In North Carolina, the Clinton campaign is tracking higher than expected in-person early voting among African-Americans. Turnout in Mecklenberg, Orange, Wake and Durham counties, where one in three people are black, is up 17% on average, according to the campaign's data.
And as a part of his outreach to young voters -- a group that Clinton struggled to excite during the Democratic primaries -- Obama has lit up social media and late night TV. He has given interviews to wide-reach platforms like Snapchat and YouTube, and sat down with popular comedians like Stephen Colbert and Jimmy Kimmel.
In an interview with comedian Samantha Bee
this week, Obama called on young people to vote, pointing out that his daughter, Malia, voted for the first time in this election.
"The pride that she took, I think, in casting her ballot, is a pride that I think a lot of young people feel, but, you got to talk to them about the things that they care about," he said.
Clinton keeping Obama close
Clinton's embrace of Obama was prominent during the Democratic primaries. During the grueling 14-month race against Vermont Sen. Bernie Sanders, Clinton touted herself as the rightful heir to the president's legacy and painted Sanders as someone who both lacked a full appreciation for and wanted to re-write Obama's accomplishments.
This was an especially important selling point for Clinton with black voters, a bloc that proved to be critical to Clinton's ability to overcome Sanders' unexpectedly strong challenge from the left.
At a February debate in South Carolina, Clinton slammed Sanders for calling Obama "weak" and a "disappointment."

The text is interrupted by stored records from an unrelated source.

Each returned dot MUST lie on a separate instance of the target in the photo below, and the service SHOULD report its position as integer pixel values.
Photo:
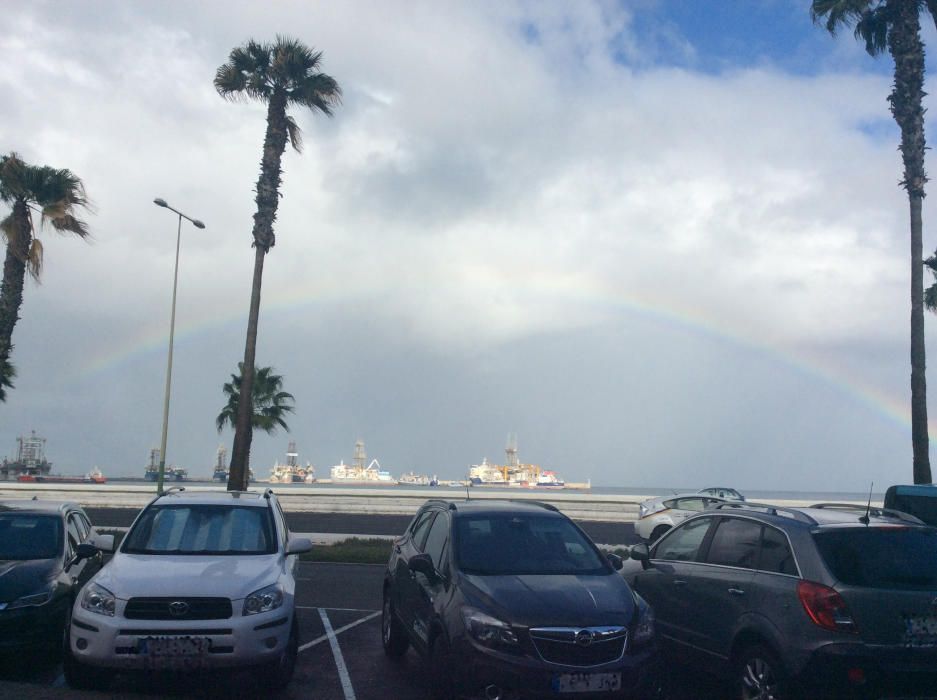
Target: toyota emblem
(178, 608)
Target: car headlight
(34, 599)
(488, 630)
(264, 600)
(644, 629)
(98, 599)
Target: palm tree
(281, 74)
(269, 406)
(55, 195)
(894, 25)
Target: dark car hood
(19, 578)
(553, 600)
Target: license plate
(920, 630)
(586, 682)
(173, 652)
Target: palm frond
(295, 134)
(839, 13)
(34, 259)
(317, 92)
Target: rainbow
(544, 290)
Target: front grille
(178, 609)
(579, 646)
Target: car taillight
(825, 607)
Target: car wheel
(759, 675)
(393, 637)
(78, 675)
(440, 669)
(279, 673)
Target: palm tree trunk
(239, 474)
(14, 276)
(907, 50)
(267, 199)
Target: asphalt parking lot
(340, 655)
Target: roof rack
(548, 506)
(766, 508)
(872, 510)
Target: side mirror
(641, 553)
(105, 543)
(298, 545)
(422, 564)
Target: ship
(357, 473)
(513, 473)
(30, 459)
(170, 473)
(411, 479)
(95, 476)
(292, 472)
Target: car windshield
(202, 529)
(499, 545)
(28, 536)
(893, 557)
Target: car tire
(80, 676)
(393, 636)
(439, 659)
(759, 675)
(278, 674)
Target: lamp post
(172, 329)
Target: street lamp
(172, 328)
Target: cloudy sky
(661, 241)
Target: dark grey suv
(827, 601)
(508, 598)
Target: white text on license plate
(586, 682)
(173, 646)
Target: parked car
(202, 580)
(722, 492)
(657, 515)
(920, 500)
(787, 602)
(501, 597)
(45, 558)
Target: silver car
(658, 515)
(817, 602)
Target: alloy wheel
(759, 680)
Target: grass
(352, 551)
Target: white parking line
(344, 628)
(339, 659)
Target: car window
(436, 540)
(683, 543)
(28, 536)
(896, 558)
(502, 544)
(202, 529)
(776, 555)
(420, 528)
(74, 531)
(735, 543)
(694, 504)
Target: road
(349, 664)
(359, 524)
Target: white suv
(202, 580)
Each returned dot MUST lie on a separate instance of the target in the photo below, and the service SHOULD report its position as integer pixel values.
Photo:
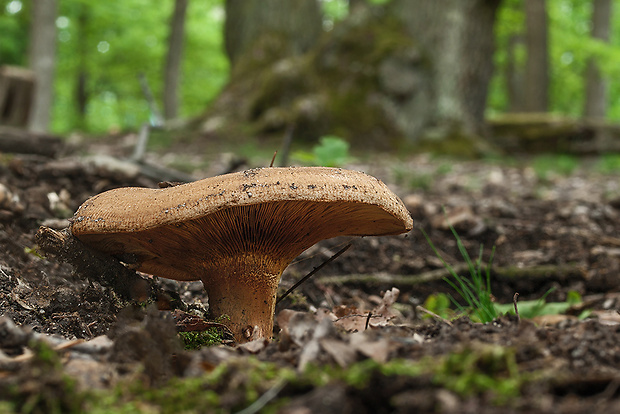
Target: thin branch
(316, 269)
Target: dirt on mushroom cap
(136, 209)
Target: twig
(514, 302)
(316, 269)
(536, 272)
(434, 315)
(368, 320)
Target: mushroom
(238, 232)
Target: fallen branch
(537, 272)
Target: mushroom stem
(244, 292)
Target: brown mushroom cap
(242, 225)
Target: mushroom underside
(240, 252)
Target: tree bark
(270, 29)
(596, 87)
(42, 56)
(173, 61)
(514, 75)
(536, 92)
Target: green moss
(198, 339)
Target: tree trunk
(596, 88)
(457, 36)
(537, 64)
(173, 61)
(266, 30)
(42, 57)
(514, 75)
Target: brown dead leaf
(379, 350)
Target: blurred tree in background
(101, 49)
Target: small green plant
(476, 290)
(529, 309)
(198, 339)
(331, 151)
(439, 304)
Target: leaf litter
(344, 342)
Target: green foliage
(198, 339)
(439, 303)
(331, 151)
(41, 386)
(14, 25)
(475, 290)
(570, 48)
(548, 165)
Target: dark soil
(554, 232)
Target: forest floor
(355, 338)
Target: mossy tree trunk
(172, 68)
(268, 29)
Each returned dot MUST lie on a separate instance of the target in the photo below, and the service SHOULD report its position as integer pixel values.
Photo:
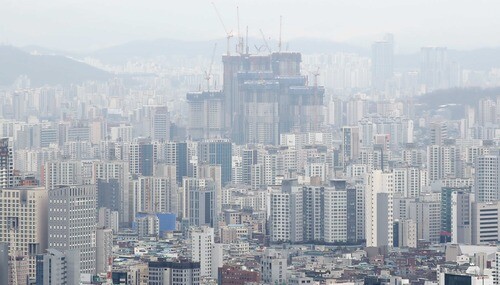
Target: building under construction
(263, 96)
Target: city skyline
(116, 22)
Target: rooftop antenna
(229, 34)
(246, 41)
(279, 42)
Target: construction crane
(279, 42)
(229, 34)
(13, 254)
(265, 41)
(240, 48)
(208, 74)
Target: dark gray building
(73, 221)
(174, 273)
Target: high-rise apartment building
(205, 251)
(160, 123)
(23, 217)
(487, 178)
(6, 163)
(485, 219)
(72, 222)
(217, 152)
(379, 208)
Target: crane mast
(12, 255)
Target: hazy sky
(91, 24)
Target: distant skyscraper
(113, 187)
(24, 210)
(72, 222)
(217, 152)
(487, 178)
(204, 251)
(6, 163)
(142, 158)
(382, 62)
(160, 123)
(206, 115)
(379, 208)
(265, 95)
(350, 144)
(104, 249)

"The kind of criticism that we heard from Sen. Sanders about our president, I expect from Republicans," Clinton said. "I do not expect (it) from someone running for the Democratic nomination to succeed President Obama."
"Madam Secretary, that is a low blow," Sanders shot back, clearly understanding the power of the attack.

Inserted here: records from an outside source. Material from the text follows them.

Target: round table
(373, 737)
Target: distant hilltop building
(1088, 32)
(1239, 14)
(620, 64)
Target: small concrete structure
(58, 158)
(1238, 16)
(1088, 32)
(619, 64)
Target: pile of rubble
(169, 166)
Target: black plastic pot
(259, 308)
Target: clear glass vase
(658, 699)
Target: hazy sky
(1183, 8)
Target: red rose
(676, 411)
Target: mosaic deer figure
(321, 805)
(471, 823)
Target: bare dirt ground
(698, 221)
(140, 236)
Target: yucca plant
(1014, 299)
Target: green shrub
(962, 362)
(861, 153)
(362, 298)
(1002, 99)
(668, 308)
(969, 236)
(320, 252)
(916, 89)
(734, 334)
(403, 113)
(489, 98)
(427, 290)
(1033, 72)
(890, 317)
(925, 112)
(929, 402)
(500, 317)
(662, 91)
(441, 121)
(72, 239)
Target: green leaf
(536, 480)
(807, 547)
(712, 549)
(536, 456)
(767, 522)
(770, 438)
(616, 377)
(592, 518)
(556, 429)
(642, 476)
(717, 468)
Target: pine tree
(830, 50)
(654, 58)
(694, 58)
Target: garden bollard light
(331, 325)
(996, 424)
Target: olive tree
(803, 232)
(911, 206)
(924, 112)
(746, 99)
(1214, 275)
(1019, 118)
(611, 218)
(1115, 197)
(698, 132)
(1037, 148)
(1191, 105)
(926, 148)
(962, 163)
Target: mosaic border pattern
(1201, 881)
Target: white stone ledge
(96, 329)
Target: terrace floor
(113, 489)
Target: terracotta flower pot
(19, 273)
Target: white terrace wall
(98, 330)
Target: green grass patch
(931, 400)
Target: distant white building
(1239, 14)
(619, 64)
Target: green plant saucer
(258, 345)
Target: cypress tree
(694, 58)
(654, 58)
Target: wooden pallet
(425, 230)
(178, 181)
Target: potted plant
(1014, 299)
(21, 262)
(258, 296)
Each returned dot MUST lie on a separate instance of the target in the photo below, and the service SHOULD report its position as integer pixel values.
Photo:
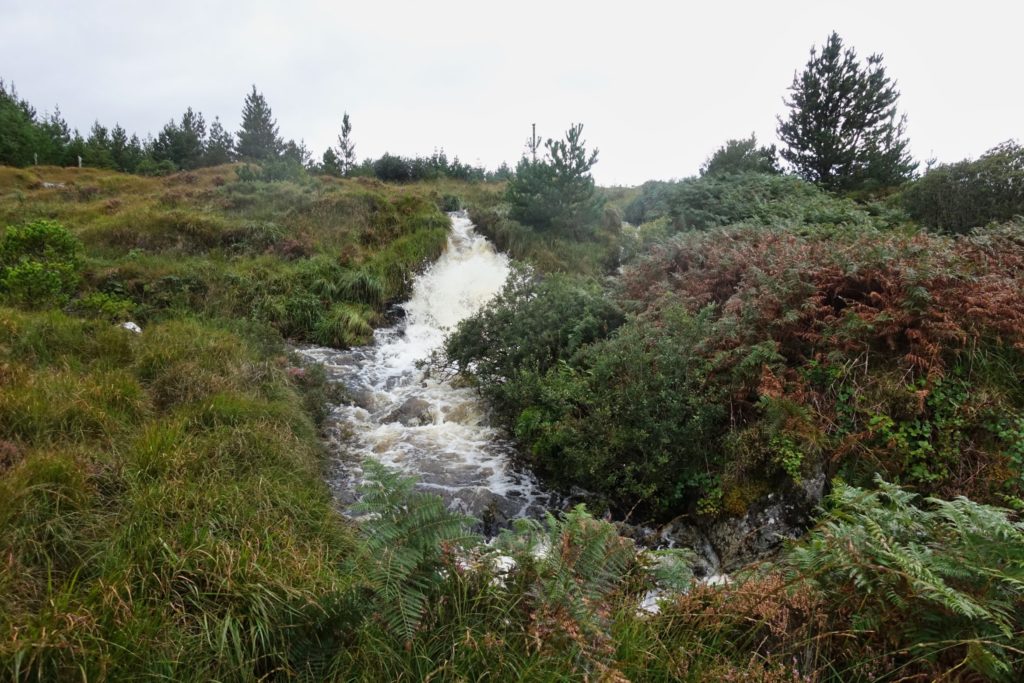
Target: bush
(957, 197)
(40, 263)
(529, 328)
(390, 168)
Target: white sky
(658, 85)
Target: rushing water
(420, 424)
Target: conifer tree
(346, 148)
(258, 137)
(330, 164)
(843, 130)
(219, 144)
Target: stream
(422, 425)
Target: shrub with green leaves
(957, 197)
(40, 263)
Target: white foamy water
(423, 425)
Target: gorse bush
(958, 197)
(724, 199)
(40, 263)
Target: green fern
(411, 539)
(942, 579)
(577, 563)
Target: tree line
(29, 137)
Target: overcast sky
(658, 85)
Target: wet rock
(781, 515)
(414, 413)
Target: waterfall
(420, 424)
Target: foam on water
(423, 425)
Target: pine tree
(843, 130)
(17, 128)
(346, 148)
(258, 137)
(330, 164)
(558, 193)
(97, 147)
(219, 145)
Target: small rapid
(422, 425)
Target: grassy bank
(163, 513)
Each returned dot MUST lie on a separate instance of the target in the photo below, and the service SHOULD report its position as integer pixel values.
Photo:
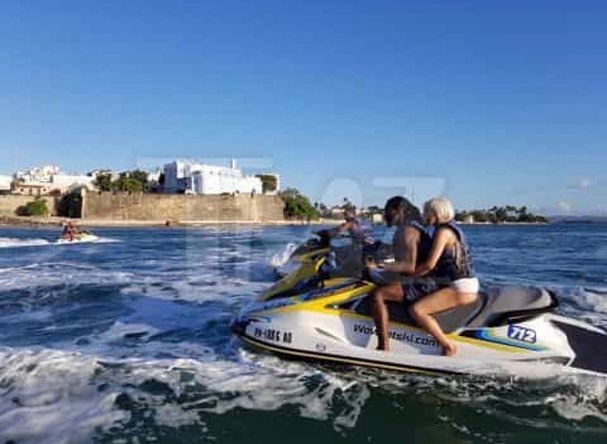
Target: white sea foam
(8, 242)
(48, 396)
(283, 256)
(58, 273)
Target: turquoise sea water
(127, 341)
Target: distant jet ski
(83, 236)
(323, 316)
(322, 245)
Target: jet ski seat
(504, 305)
(495, 306)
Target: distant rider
(70, 231)
(357, 228)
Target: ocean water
(128, 341)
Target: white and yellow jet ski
(306, 315)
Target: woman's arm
(441, 240)
(410, 243)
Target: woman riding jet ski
(324, 312)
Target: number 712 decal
(522, 334)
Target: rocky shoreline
(35, 222)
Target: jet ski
(312, 314)
(322, 245)
(311, 250)
(82, 237)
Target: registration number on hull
(270, 334)
(522, 334)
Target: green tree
(103, 182)
(269, 183)
(140, 176)
(131, 182)
(37, 208)
(297, 206)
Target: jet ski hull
(324, 325)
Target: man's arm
(407, 265)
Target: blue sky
(486, 102)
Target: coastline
(54, 221)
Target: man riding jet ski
(71, 233)
(325, 312)
(354, 229)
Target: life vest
(361, 231)
(455, 263)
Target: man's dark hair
(399, 203)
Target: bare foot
(449, 349)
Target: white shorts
(467, 285)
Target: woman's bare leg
(379, 310)
(442, 300)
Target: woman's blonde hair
(442, 209)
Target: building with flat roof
(5, 184)
(48, 179)
(198, 178)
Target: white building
(49, 179)
(5, 184)
(198, 178)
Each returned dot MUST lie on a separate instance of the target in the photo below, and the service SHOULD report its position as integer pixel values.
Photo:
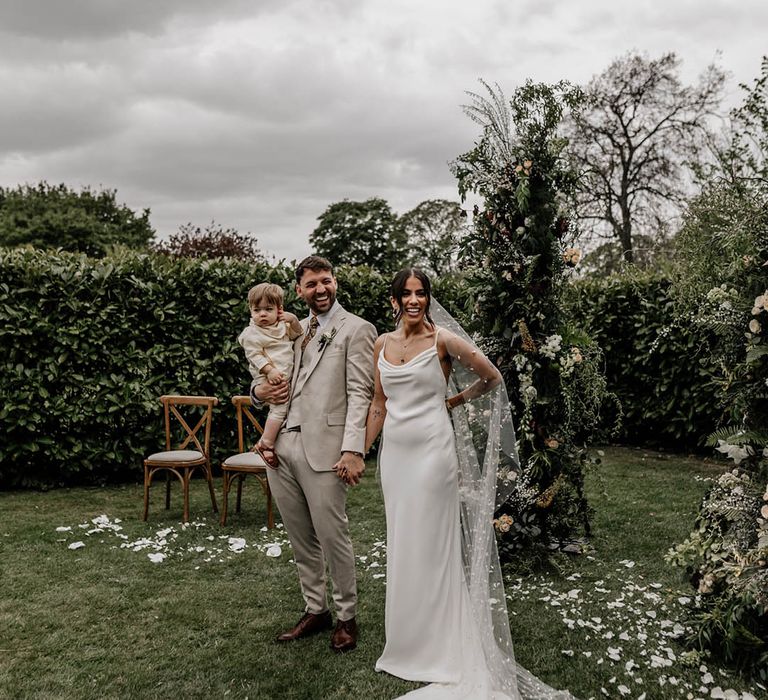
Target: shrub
(724, 286)
(656, 363)
(213, 241)
(89, 346)
(53, 216)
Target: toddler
(268, 344)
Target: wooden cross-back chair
(246, 462)
(181, 461)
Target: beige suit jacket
(336, 390)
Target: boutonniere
(326, 338)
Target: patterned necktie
(313, 324)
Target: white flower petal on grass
(236, 544)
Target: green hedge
(89, 345)
(656, 363)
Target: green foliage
(89, 346)
(53, 216)
(214, 241)
(361, 233)
(516, 266)
(633, 140)
(722, 282)
(725, 560)
(434, 229)
(657, 364)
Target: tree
(214, 241)
(53, 216)
(741, 152)
(639, 129)
(433, 229)
(361, 233)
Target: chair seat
(244, 460)
(177, 456)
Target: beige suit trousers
(313, 508)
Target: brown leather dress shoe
(344, 637)
(308, 625)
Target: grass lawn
(105, 621)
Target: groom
(330, 392)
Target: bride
(443, 466)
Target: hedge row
(88, 346)
(655, 362)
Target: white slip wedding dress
(431, 633)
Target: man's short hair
(265, 292)
(314, 263)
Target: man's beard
(331, 301)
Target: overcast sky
(260, 113)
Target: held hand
(272, 394)
(350, 468)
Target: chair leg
(167, 490)
(147, 480)
(185, 485)
(209, 478)
(240, 480)
(225, 498)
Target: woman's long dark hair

In addition to using Obama as a validator (she has often reminded Democrats that the president thought highly enough of her to ask her to be his secretary of state), Clinton has also cast herself as the true defender of Obama's policies on issues ranging from Obamacare to gun control.
"It is time to pick a side," Clinton said in an ad released in January. "Either we stand with the gun lobby or we join the President and stand up to them I am with him."
Campaigning for Clinton in Columbus, Ohio, on Tuesday, Obama implored men who are not supporting Clinton to think hard about their opposition, and whether it has to do with the nominee's gender.
"I know that my wife is not just my equal but my superior," Obama said. "When a guy's ambitious out in the public arena and working hard, well, that's OK. But when a woman does it, suddenly we're like, why's she doing that?"
"I want you to think about that," Obama continued, adding about Clinton: "She is so much better qualified than the other guy."